This little baby boy of mine has changed me forever. He was born in November 2018, after a comfortable labour, with just myself, my husband, and our angel of a midwife in the room.
Having a girl was somehow easy for me. Loving her, my first born, was instant, easy, and natural, from the first moment. I trusted my instincts, followed her cues, and trusted her to cry when she needed to communicate something to me. I knew when she needed milk, sleep, cuddles, attention, and reassurance. She would signal a need, I would respond, and she would carry on, content and happy. We worked together brilliantly.
But Boy, Oh Boy…
This beautiful boy of mine, my second child, threw my confidence out the door from the moment he arrived.

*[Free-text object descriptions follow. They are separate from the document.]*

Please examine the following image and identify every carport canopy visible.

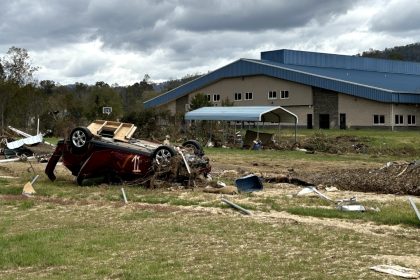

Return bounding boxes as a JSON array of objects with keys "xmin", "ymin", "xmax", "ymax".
[
  {"xmin": 185, "ymin": 106, "xmax": 299, "ymax": 142},
  {"xmin": 185, "ymin": 106, "xmax": 298, "ymax": 124}
]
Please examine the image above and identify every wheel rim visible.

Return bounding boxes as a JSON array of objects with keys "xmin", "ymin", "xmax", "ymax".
[
  {"xmin": 155, "ymin": 149, "xmax": 172, "ymax": 165},
  {"xmin": 184, "ymin": 144, "xmax": 196, "ymax": 152},
  {"xmin": 72, "ymin": 130, "xmax": 86, "ymax": 148},
  {"xmin": 184, "ymin": 143, "xmax": 201, "ymax": 155}
]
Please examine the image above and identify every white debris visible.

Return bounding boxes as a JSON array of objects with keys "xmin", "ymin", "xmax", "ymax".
[
  {"xmin": 6, "ymin": 134, "xmax": 43, "ymax": 149},
  {"xmin": 325, "ymin": 186, "xmax": 339, "ymax": 192},
  {"xmin": 370, "ymin": 265, "xmax": 419, "ymax": 279},
  {"xmin": 296, "ymin": 187, "xmax": 316, "ymax": 196}
]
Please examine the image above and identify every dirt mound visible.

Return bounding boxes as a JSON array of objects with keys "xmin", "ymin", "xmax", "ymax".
[
  {"xmin": 298, "ymin": 161, "xmax": 420, "ymax": 195},
  {"xmin": 300, "ymin": 133, "xmax": 370, "ymax": 154}
]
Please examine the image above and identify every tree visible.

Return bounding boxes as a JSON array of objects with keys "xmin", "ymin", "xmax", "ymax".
[
  {"xmin": 0, "ymin": 81, "xmax": 18, "ymax": 131},
  {"xmin": 39, "ymin": 80, "xmax": 56, "ymax": 95},
  {"xmin": 2, "ymin": 46, "xmax": 39, "ymax": 85},
  {"xmin": 139, "ymin": 74, "xmax": 153, "ymax": 92},
  {"xmin": 84, "ymin": 84, "xmax": 123, "ymax": 120},
  {"xmin": 0, "ymin": 62, "xmax": 5, "ymax": 81},
  {"xmin": 221, "ymin": 97, "xmax": 234, "ymax": 106},
  {"xmin": 189, "ymin": 93, "xmax": 212, "ymax": 110},
  {"xmin": 95, "ymin": 81, "xmax": 109, "ymax": 88},
  {"xmin": 163, "ymin": 73, "xmax": 202, "ymax": 92}
]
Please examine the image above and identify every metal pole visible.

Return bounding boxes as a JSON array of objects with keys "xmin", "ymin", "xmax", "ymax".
[
  {"xmin": 37, "ymin": 117, "xmax": 40, "ymax": 135},
  {"xmin": 31, "ymin": 175, "xmax": 40, "ymax": 185},
  {"xmin": 121, "ymin": 188, "xmax": 128, "ymax": 204},
  {"xmin": 408, "ymin": 196, "xmax": 420, "ymax": 222},
  {"xmin": 234, "ymin": 122, "xmax": 236, "ymax": 145},
  {"xmin": 257, "ymin": 123, "xmax": 260, "ymax": 140},
  {"xmin": 221, "ymin": 197, "xmax": 252, "ymax": 215}
]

After spending his first 5 nights on Earth in the NICU, he finally came home. And cried. And cried. And cried. After about 3 months, he cried a little less, but still wouldn’t melt into me when I tried to hold or soothe him. It felt like he was constantly needing me, but then fighting me when I tried to help.
I felt frustrated, irritated, resentful, and robbed of the beautiful newborn period I had envisioned. I didn’t understand him, why he was crying, or why he wouldn’t let me console him.
Breastfeeding was a struggle, every single time. My feelings for and about this little helpless baby was all over the place. I felt so sorry for him. It broke my heart to see him struggle, clearly uncomfortable and agitated. My inability to help him at times terrified me. I did love him, of course, but not as intensely and unwaveringly as I had hoped or anticipated.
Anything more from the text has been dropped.